Got a mail from an old classmate that revived memories of the good ol' joys of sinking in to your favourite ragged-at-the-edges sofa with a PG Wodehouse in hand. Set me thinking as to what was it that segmented PGW from the rest of the wordsmiths. Can't be humour alone, since there were several blokes who wrote in that genre and fell flat. Neither can it be just jugglery of words - he was undoubtedly a master at that. I guess what set him apart was his sheer depth of understanding of human psychology. He knew, to use a metaphor, where to hit. Rather than hit where it hurts the most, he hit where it elevated you the most. One would be left with this quaint feeling of helpless enjoyment, wanting to sink deeper and deeper into the quagmire that he would drag us into. No wonder, we fell for the maestro's masterful manipulation that made the mundane, magnificent.
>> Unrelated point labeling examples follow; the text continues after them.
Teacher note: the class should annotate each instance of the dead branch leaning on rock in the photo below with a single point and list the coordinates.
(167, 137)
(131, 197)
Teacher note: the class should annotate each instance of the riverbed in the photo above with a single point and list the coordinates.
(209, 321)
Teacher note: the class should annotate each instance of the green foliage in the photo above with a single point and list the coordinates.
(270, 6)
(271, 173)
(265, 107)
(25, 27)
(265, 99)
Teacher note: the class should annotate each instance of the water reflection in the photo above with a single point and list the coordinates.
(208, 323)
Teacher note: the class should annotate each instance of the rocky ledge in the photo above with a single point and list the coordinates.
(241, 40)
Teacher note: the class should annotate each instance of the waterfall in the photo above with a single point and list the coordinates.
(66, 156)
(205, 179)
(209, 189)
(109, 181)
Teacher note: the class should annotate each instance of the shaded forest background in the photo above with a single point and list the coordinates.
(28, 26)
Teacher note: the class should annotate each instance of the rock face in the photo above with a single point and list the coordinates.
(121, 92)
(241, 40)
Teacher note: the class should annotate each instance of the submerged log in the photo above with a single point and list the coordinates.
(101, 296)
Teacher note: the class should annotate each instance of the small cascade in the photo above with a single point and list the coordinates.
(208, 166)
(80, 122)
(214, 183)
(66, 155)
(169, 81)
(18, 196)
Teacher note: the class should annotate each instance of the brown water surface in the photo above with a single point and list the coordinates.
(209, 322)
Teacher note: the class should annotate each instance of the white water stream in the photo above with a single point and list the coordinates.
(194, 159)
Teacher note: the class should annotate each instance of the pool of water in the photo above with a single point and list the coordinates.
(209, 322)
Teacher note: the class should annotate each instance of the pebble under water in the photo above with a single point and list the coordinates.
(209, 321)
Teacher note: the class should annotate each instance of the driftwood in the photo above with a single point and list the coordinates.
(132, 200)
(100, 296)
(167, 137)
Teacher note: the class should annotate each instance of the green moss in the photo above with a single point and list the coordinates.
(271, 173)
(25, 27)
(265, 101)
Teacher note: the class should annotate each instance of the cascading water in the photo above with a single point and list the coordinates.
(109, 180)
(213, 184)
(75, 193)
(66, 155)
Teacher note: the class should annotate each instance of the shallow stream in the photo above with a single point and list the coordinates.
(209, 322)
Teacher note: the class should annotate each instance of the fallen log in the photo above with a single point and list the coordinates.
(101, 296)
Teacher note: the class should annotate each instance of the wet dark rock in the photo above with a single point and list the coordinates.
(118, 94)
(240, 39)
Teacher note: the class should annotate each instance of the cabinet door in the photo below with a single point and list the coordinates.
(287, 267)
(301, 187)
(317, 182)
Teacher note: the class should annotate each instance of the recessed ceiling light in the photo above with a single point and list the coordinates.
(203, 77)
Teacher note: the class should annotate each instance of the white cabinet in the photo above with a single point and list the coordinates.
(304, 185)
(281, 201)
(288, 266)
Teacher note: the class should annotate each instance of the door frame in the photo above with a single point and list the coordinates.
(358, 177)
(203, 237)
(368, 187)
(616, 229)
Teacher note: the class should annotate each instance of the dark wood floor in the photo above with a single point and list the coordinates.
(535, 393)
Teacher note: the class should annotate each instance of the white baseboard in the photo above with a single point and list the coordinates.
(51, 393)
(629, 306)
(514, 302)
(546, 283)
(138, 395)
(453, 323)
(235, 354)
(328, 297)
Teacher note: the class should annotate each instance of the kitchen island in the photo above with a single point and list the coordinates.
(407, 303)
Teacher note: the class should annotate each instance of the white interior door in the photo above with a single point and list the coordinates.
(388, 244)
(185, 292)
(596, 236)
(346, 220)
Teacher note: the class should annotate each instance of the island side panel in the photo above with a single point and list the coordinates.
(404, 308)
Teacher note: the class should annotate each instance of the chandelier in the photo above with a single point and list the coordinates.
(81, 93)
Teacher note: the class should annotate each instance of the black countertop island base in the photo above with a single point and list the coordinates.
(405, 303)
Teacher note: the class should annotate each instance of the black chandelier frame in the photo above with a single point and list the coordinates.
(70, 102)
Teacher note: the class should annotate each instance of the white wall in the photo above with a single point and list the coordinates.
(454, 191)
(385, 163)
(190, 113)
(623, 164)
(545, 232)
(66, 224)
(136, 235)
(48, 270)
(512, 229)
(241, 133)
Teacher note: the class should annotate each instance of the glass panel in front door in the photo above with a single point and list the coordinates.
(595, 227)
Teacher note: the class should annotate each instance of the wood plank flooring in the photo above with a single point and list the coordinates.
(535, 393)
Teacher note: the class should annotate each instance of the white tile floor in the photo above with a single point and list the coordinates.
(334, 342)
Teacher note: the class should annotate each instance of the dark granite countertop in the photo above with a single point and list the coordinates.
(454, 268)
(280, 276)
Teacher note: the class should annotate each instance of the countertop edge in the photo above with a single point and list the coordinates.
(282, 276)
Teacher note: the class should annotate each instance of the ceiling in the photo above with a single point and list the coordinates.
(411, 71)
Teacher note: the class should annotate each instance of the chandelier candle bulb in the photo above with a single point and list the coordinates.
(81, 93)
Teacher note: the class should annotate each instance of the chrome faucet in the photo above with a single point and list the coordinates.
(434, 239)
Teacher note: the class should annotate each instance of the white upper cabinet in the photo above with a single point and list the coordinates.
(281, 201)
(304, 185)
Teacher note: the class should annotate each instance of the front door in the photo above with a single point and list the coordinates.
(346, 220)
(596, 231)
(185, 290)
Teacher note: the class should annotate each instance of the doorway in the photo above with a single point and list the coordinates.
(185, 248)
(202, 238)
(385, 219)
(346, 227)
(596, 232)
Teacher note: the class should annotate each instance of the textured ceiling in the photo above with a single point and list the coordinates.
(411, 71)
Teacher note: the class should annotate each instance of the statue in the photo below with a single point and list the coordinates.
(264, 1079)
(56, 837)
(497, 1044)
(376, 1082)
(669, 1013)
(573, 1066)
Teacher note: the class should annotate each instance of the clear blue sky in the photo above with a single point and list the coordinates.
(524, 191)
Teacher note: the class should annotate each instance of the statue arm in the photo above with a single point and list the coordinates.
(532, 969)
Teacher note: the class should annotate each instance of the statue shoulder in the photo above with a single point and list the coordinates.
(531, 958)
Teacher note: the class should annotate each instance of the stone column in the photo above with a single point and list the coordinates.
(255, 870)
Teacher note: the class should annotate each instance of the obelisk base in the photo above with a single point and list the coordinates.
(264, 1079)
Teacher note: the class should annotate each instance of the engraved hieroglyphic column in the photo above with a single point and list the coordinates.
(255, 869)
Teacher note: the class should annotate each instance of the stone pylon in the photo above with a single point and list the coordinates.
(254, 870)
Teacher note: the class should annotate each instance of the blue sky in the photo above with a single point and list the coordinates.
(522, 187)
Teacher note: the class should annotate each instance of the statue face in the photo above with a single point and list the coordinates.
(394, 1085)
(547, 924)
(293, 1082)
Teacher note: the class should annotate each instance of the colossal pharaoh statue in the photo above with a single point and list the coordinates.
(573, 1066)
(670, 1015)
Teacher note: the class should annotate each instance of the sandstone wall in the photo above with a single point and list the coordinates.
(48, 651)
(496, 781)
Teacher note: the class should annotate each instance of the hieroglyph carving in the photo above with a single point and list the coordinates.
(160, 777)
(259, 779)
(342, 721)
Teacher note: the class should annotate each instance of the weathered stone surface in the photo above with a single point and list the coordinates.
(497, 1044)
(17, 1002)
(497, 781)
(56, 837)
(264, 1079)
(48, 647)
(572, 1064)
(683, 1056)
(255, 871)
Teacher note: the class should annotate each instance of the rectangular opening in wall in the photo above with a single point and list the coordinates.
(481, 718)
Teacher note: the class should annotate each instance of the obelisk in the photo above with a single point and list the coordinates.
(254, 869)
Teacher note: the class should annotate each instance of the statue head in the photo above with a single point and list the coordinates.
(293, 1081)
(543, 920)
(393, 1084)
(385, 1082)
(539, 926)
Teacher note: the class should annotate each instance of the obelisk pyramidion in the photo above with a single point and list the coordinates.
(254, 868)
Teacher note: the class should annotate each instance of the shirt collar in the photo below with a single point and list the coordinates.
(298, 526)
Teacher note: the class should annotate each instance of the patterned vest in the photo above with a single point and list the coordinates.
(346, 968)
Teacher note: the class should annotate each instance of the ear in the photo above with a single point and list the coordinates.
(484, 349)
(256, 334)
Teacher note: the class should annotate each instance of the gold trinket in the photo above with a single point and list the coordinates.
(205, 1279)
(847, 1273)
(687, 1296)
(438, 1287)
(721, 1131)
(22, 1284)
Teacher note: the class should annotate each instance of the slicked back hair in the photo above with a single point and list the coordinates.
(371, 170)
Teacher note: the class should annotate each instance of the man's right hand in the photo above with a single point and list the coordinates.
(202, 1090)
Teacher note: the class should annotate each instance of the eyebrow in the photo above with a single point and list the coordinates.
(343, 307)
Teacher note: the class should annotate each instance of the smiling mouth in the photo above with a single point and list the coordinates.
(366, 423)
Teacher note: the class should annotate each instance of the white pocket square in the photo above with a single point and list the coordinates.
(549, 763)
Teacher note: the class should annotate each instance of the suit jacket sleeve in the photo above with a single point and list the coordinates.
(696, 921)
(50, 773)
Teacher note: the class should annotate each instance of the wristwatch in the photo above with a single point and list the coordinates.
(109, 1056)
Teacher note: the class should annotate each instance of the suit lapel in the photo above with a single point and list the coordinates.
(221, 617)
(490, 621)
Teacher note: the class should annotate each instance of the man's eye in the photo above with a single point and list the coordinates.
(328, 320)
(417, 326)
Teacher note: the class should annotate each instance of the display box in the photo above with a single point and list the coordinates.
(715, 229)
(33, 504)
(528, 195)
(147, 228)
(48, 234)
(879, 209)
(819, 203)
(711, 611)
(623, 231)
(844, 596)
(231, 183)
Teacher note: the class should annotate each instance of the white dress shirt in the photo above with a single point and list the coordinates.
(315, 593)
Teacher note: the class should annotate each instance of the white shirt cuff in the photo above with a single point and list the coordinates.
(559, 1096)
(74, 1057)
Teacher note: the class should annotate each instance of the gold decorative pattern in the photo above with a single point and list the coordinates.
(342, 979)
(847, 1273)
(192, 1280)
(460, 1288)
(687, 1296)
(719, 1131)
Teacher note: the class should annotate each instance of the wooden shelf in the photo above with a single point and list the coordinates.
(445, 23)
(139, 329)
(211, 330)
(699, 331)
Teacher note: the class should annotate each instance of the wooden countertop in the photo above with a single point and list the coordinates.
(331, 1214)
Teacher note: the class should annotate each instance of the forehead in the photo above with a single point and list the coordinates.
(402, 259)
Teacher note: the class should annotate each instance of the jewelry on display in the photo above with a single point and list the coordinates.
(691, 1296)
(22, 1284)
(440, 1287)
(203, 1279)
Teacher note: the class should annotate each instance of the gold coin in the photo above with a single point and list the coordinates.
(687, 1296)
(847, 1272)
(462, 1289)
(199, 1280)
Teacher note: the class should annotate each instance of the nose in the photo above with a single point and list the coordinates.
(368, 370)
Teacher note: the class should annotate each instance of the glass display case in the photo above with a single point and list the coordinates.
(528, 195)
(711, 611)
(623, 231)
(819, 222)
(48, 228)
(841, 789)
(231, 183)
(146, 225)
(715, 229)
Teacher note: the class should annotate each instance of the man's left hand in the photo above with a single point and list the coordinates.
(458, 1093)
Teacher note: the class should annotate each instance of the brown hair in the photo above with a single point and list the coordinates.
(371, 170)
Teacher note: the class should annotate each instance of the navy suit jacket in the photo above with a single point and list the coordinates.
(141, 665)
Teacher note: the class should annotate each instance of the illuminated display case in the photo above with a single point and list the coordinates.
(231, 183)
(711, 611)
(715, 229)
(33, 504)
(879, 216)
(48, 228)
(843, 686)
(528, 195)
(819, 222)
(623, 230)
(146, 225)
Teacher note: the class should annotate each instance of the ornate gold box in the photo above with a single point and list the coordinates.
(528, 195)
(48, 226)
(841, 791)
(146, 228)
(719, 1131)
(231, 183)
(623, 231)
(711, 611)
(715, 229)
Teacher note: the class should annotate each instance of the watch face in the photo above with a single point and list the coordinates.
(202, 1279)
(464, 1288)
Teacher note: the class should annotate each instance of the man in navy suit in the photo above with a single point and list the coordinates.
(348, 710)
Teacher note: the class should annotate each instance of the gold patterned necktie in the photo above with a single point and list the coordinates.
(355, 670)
Incidentally, the Gruen Effect (or Transfer) refers to the psychological transformations that happen to a fairly natural individual when he/she visits a shopping mall. When a consumer enters a shopping mall, he/she is surrounded by an intentionally confusing layout that makes him/her lose track of his/ her original intentions. Spatial awareness of the surroundings play a key role, as does the surrounding sound and music. The effect of the transfer is marked by a slower walking pace, glazed eyes and slackening of the jaw. In short, the the moment when we forget what we came for and become impulse buyers. It's named after Victor Gruen (an Austrian architect) who modelled the first ever shopping mall. (courtesy wikipedia.com).
What Gruen is to malls, I guess, PGW is to books.